Care facility proposed

Coldstream Meadows is proposing to expand its senior
Coldstream Meadows is proposing to expand its senior's development in response to an Interior Health Authority request for proposals for 46-funded, licensed residential care beds in the North Okanagan.
— image credit: Application proposal

A senior’s development in Coldstream is looking to expand.

Coldstream Meadows wants to develop a two-storey, 60-bed licensed residential care facility (called the Monashee Community of Care) as well as 36 single-storey independent living units (the Terraces).

“We continue to pursue the development of Coldstream Meadows with enhanced care facilities in order to provide a true campus of care in Coldstream,” said Jack Borden, owner.”

The proposal includes increasing the permitted density from the current 160 units to 220 (the proposal would bring the total number of units to just under 200). The application also seeks to increase the allowed developable area from two hectares to 4.75.

The new construction would sit on either side of the existing Coldstream Meadows facilities – the Lodge (the original facility) and the Views and the Cottages (the most recent developments).

“It would add quite a significant chunk outside of the five-acre (two-hectare) footprint,” said Coun. Maria Besso.

Development at Coldstream Meadows was historically restricted to the two-hectare footprint, including a limit of 160 units, prior to construction of the Views and the Cottages.

The council of the day (2004) struggled with the decision after hearing public opposition to development.

The original application was scaled back from a proposed 270 units.

Due to the controversy in the past, some current Coldstream councillors are hesitant to allow further development on the land.

“It’s a question of trust,” said Besso, adding that the land is in the Agricultural Land Reserve but has non-farm (institutional) use.

But Borden insists there are no construction plans outside of the current proposal.

“We have no plans to build on the northern property,” said Borden.

“That’s been made very clear.”

The application is partially in response to the Interior Health Authority’s recent request for proposal for 46-funded, licensed residential care beds.

The Monashee Community of Care would fit the proposal with 46 IHA funded beds and 14 private pay beds.

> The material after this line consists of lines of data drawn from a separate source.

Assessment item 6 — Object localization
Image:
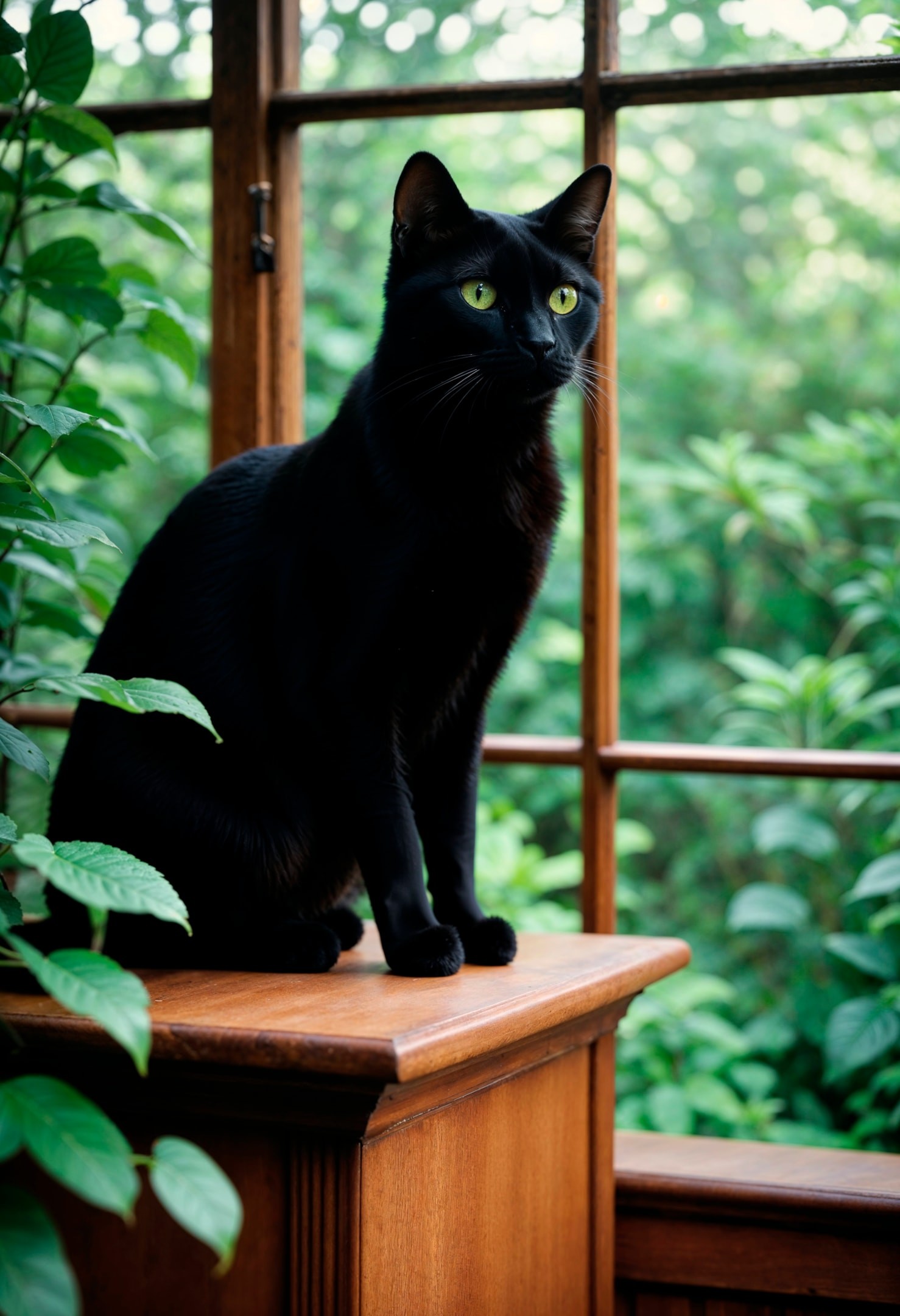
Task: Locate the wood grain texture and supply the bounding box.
[0,57,900,144]
[591,1033,616,1316]
[0,928,689,1082]
[211,0,301,464]
[599,741,900,782]
[582,0,620,933]
[616,1284,896,1316]
[482,733,584,767]
[616,1133,900,1312]
[270,55,900,126]
[291,1137,360,1316]
[616,1133,900,1211]
[600,55,900,108]
[265,0,305,444]
[362,1047,591,1316]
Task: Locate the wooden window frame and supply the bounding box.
[4,0,900,932]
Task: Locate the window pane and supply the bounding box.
[475,763,583,932]
[617,773,900,1150]
[619,0,898,73]
[303,110,582,733]
[71,0,212,104]
[619,93,900,748]
[301,0,583,91]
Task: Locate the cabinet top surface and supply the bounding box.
[0,927,691,1082]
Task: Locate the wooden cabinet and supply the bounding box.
[0,932,688,1316]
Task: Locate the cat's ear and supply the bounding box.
[391,151,473,255]
[527,164,612,264]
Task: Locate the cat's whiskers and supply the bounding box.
[413,366,480,421]
[371,352,475,402]
[441,367,484,441]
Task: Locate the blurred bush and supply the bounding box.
[5,0,900,1148]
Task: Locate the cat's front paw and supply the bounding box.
[267,919,341,974]
[458,916,517,964]
[385,922,463,978]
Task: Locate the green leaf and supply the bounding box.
[825,932,899,982]
[684,1074,744,1124]
[29,284,125,329]
[37,105,117,159]
[4,1074,141,1217]
[107,258,156,288]
[23,237,107,287]
[34,671,222,745]
[0,1184,82,1316]
[0,18,24,55]
[0,338,66,375]
[843,850,900,903]
[647,1083,694,1133]
[0,508,118,551]
[725,882,809,932]
[150,1138,244,1274]
[23,601,96,640]
[0,392,91,438]
[25,9,93,105]
[34,671,133,713]
[825,996,900,1077]
[25,178,77,201]
[0,717,50,782]
[121,676,222,745]
[0,879,23,932]
[0,55,25,101]
[138,311,197,383]
[0,1083,23,1161]
[10,937,150,1074]
[57,426,128,479]
[13,833,191,932]
[753,804,838,859]
[79,183,200,258]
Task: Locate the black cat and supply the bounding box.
[50,153,611,975]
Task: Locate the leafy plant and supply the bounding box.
[0,0,241,1316]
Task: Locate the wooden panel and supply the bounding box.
[267,0,304,444]
[0,928,689,1082]
[582,0,619,932]
[211,0,300,464]
[271,55,900,126]
[616,1211,900,1308]
[291,1137,360,1316]
[591,1033,616,1316]
[271,77,582,126]
[362,1047,591,1316]
[482,734,584,767]
[616,1133,900,1312]
[33,1119,289,1316]
[616,1133,900,1211]
[616,1284,896,1316]
[599,741,900,782]
[600,57,900,107]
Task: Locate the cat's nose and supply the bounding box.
[516,313,557,366]
[522,337,555,366]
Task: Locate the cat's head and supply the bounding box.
[382,151,612,403]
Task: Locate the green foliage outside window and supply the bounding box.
[0,0,241,1316]
[0,7,900,1253]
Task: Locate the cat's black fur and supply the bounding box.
[49,153,611,975]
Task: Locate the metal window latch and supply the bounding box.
[247,183,275,274]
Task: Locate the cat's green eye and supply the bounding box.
[459,279,497,311]
[550,283,578,316]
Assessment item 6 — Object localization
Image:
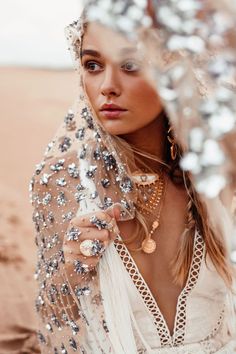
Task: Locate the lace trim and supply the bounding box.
[114,239,172,346]
[114,232,204,347]
[173,232,205,346]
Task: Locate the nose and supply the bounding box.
[101,67,121,97]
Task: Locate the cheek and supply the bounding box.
[129,80,162,119]
[83,74,99,108]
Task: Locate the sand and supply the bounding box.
[0,68,76,354]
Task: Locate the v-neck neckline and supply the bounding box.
[114,230,204,347]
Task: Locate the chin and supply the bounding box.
[98,120,135,136]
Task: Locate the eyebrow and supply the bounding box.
[81,47,137,58]
[80,49,101,58]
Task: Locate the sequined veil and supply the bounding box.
[30,3,236,354]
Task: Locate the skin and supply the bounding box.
[64,23,188,333]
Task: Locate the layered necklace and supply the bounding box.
[132,170,166,253]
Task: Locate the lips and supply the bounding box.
[100,103,127,118]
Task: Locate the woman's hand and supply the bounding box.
[63,207,120,286]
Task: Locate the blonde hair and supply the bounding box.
[77,16,233,287]
[111,115,233,287]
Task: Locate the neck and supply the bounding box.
[122,114,166,170]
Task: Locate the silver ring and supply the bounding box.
[89,215,112,231]
[79,240,105,257]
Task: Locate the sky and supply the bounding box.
[0,0,82,68]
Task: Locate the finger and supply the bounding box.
[71,212,112,227]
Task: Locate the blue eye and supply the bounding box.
[121,61,140,72]
[83,60,101,72]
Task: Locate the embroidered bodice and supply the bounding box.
[111,232,236,353]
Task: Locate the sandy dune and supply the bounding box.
[0,68,76,354]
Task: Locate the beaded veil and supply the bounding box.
[30,6,236,354]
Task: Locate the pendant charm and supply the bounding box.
[132,172,160,186]
[142,239,157,254]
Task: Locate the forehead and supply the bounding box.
[82,22,137,57]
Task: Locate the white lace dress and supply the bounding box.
[106,232,236,354]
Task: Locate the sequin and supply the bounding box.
[89,216,108,230]
[61,284,70,296]
[57,192,67,206]
[69,338,78,352]
[62,211,74,222]
[93,148,102,161]
[101,178,111,188]
[76,183,85,192]
[102,320,109,333]
[102,150,116,171]
[79,145,87,160]
[56,178,67,187]
[37,331,46,344]
[51,315,62,331]
[44,140,55,156]
[64,110,76,131]
[45,323,53,332]
[120,177,133,193]
[74,261,89,275]
[47,211,55,224]
[42,193,52,205]
[86,165,97,178]
[90,191,98,199]
[75,286,91,299]
[67,163,79,178]
[66,227,81,241]
[40,173,51,186]
[58,136,71,152]
[104,197,113,209]
[50,159,65,172]
[35,161,45,175]
[75,128,85,140]
[75,193,86,203]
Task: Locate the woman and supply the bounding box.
[31,10,236,354]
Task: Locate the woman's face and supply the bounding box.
[81,23,162,135]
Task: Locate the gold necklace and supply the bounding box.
[133,171,166,254]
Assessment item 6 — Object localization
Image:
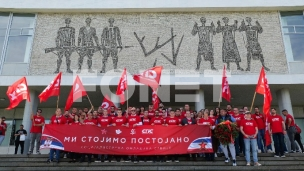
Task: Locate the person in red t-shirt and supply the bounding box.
[47,108,66,163]
[268,108,286,157]
[240,111,261,166]
[151,111,164,125]
[148,104,155,119]
[27,109,45,155]
[83,113,98,126]
[0,116,7,147]
[141,111,151,125]
[251,106,271,153]
[233,105,245,156]
[163,110,182,163]
[98,109,112,127]
[282,109,297,153]
[112,109,127,126]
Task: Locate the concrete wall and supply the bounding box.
[30,12,288,75]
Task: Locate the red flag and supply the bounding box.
[152,90,159,110]
[222,65,231,102]
[133,66,163,90]
[255,67,272,146]
[6,77,31,109]
[100,95,116,109]
[64,75,87,111]
[116,68,128,105]
[39,72,61,103]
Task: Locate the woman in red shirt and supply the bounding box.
[240,111,261,166]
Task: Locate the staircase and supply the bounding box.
[0,153,304,171]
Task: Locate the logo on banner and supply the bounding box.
[115,129,122,134]
[101,129,107,134]
[141,129,153,134]
[130,129,136,135]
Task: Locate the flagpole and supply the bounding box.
[250,91,256,113]
[57,95,59,109]
[87,95,93,107]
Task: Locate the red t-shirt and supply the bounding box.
[232,114,244,128]
[165,117,180,125]
[197,117,214,126]
[148,110,155,119]
[251,113,265,130]
[112,116,127,126]
[142,117,151,125]
[98,116,112,127]
[269,115,284,133]
[30,115,45,133]
[151,117,164,125]
[285,114,295,126]
[0,122,7,135]
[127,115,141,127]
[83,119,97,125]
[50,115,67,125]
[240,119,258,138]
[70,121,82,125]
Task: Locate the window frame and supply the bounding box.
[0,12,37,75]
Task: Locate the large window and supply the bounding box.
[0,13,35,66]
[281,11,304,61]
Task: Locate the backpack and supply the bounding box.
[295,124,302,134]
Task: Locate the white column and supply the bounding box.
[276,88,293,115]
[22,91,39,154]
[195,89,205,111]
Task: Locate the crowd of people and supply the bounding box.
[5,104,304,166]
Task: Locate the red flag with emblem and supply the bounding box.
[152,90,159,110]
[116,68,128,105]
[222,65,231,102]
[100,95,117,109]
[6,77,31,109]
[39,72,61,103]
[64,75,87,111]
[133,66,163,90]
[255,67,272,146]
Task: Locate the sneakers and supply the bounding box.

“Even if we are not successful on that RFP, we’d still like to develop that piece of our property,” said Borden, adding that the proposal may be modified slightly to suit projected demand.

Borden’s application is also in response to a growing population of seniors needing care.

“The plus 75 population in Greater Vernon is projected to double in the next 20 years,” said Borden.

Coldstream Meadows is currently the only full-service retirement community in Coldstream so Borden says there is a need to expand to provide further spaces with varying levels of care.

“Right now, Coldstream residents requiring a higher level of care must relocate to Vernon or other communities.”

He also sees the campus as a necessity for Coldstream’s sustainability.

“You cannot have a sustainable community if you don’t have a full service retirement community that an aging population requires.”

The application has already been approved by the technical committee (which is a committee of council) with conditions.

Councillors Doug Dirk and Gyula Kiss were opposed to forwarding the application to council.

Council will have the final say on whether or not the application can proceed. The matter is slated for Monday’s council meeting.

Conditions to approval include a landscape plan, 15-metre buffer surrounding the entire property, an additional five-metre buffer for the Terraces, provision of park land or cash in lieu, completion of a traffic impact analysis, report on impacts to the storm water drainage as well as a storm water management plan.